Which one to Choose?

We have just covered how Kubernetes Ingress API as an ingress solution exposes applications deployed in a Kubernetes cluster. Implementing Ingress requires an Ingress Controller configuration, which is responsible for handling Ingress Resource information and traffic routing. Also, a right ingress solution with appropriate configuration is required to overcome routing problems that come underway.

With Ingress API shifting to GA in Kubernetes 1.18, Ingress API now comes with a plethora of changes. The new pathType field has provided the capability to specify the path of an HTTP request for mapping. IngressClass has provided a feature for specifying a particular Ingress version for handling external user’s access to Kubernetes applications.

So, the choice for an ingress solution has become much more cumbersome.

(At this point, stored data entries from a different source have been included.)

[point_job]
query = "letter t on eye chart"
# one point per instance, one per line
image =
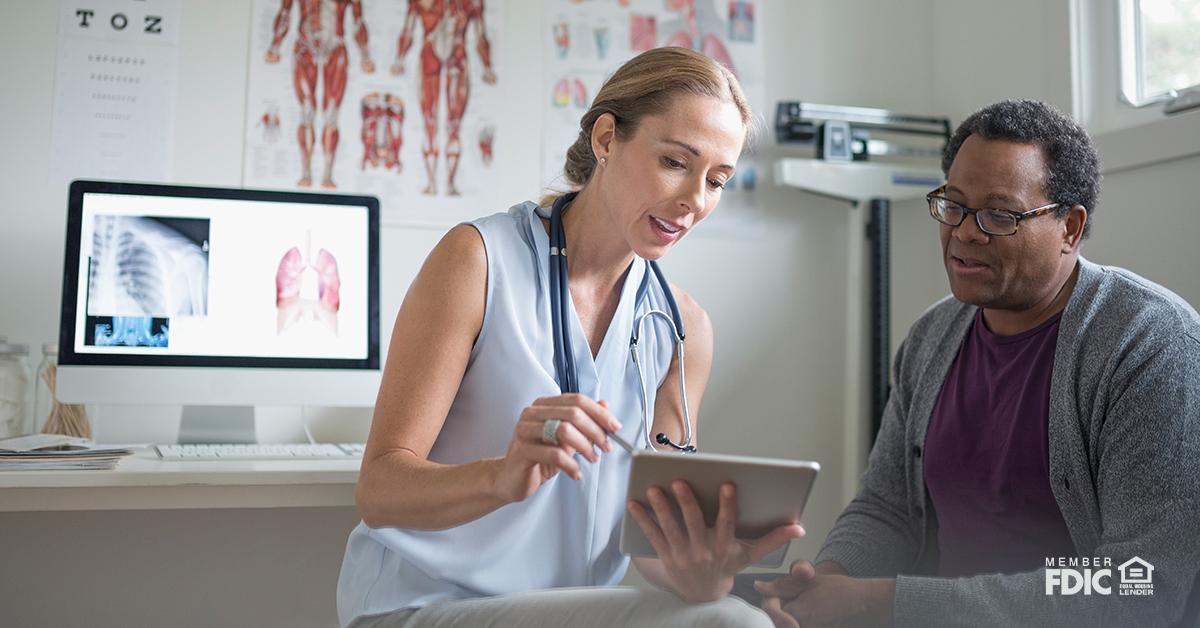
(114, 89)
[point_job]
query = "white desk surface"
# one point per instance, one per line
(143, 480)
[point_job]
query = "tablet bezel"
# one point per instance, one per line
(771, 492)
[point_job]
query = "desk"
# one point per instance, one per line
(144, 482)
(175, 543)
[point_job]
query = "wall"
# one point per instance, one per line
(784, 293)
(1146, 217)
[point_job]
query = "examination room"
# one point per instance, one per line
(874, 314)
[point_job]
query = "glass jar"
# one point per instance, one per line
(43, 399)
(13, 388)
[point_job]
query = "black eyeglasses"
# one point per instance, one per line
(990, 221)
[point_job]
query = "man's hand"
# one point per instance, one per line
(814, 597)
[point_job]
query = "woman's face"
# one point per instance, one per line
(669, 177)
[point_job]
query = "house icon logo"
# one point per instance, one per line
(1137, 578)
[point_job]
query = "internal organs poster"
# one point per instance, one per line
(388, 97)
(586, 42)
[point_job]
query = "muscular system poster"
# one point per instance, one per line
(387, 97)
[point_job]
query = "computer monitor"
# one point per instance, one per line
(219, 299)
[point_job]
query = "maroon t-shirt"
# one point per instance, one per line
(987, 455)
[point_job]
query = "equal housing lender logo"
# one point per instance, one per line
(1093, 576)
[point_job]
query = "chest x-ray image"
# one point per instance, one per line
(149, 267)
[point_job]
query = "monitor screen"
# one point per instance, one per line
(174, 276)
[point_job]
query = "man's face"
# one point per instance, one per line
(1001, 271)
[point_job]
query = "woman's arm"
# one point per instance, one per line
(695, 561)
(431, 344)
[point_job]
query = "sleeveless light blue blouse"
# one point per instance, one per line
(568, 532)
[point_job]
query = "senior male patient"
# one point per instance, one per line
(1048, 411)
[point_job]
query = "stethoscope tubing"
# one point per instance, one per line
(564, 356)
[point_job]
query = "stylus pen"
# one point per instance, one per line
(622, 442)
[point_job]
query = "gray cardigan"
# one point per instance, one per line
(1125, 464)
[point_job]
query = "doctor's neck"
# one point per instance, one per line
(597, 249)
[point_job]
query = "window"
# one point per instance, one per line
(1159, 49)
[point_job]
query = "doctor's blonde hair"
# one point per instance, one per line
(647, 85)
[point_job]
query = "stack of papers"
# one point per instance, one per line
(45, 452)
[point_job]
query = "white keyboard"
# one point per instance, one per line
(261, 452)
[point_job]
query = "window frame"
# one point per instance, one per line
(1131, 65)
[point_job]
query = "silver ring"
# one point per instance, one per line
(550, 431)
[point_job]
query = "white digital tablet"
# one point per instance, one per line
(771, 492)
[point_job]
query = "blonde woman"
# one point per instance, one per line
(490, 490)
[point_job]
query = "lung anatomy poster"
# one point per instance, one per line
(387, 97)
(586, 41)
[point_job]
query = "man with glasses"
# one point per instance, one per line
(1044, 418)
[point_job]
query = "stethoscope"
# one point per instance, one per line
(559, 314)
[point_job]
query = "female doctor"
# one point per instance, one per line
(489, 495)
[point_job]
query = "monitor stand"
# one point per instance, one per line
(217, 424)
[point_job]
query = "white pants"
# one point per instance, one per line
(576, 608)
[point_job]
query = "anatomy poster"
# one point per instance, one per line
(586, 42)
(387, 97)
(114, 89)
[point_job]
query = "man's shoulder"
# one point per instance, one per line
(1116, 301)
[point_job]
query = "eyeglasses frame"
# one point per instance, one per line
(1017, 215)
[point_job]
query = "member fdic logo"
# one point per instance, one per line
(1093, 576)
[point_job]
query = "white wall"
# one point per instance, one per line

To begin routing, start with ingress-nginx, as it is one of the most reliable solutions to get started. NGINX Inc. also has different controllers with plenty of functionality depending upon the scale of the business. Traefik and Kong can be deployed as an ingress controller and provides advanced functionality with ease of use. Both also provide cross-namespace routing support.

Users looking for API Gateway based functionalities such as rate-limiting instead of pure Kubernetes Ingress should choose Ambassador or Istio as they have the richest set of features. API-based ingress controllers are complex to set up, so keep in mind an experienced workforce is required to configure and operate them. Many of the best features are only offered in paid versions only, which can help your business-critical application need those advanced functionalities.

Some other general considerations which should be taken into account before choosing an ingress solution is support for network communication protocols. Traditional ingress solutions offer support for TCP/UDP protocols, but if your environment requires integration with multiple protocols such as gRPC or HTTP/2, you must dig deeper.

Enterprise support also plays a significant role if you are deploying an ingress solution on a commercial level. Having enterprise support ensures that solutions to implementation issues are available 24*7.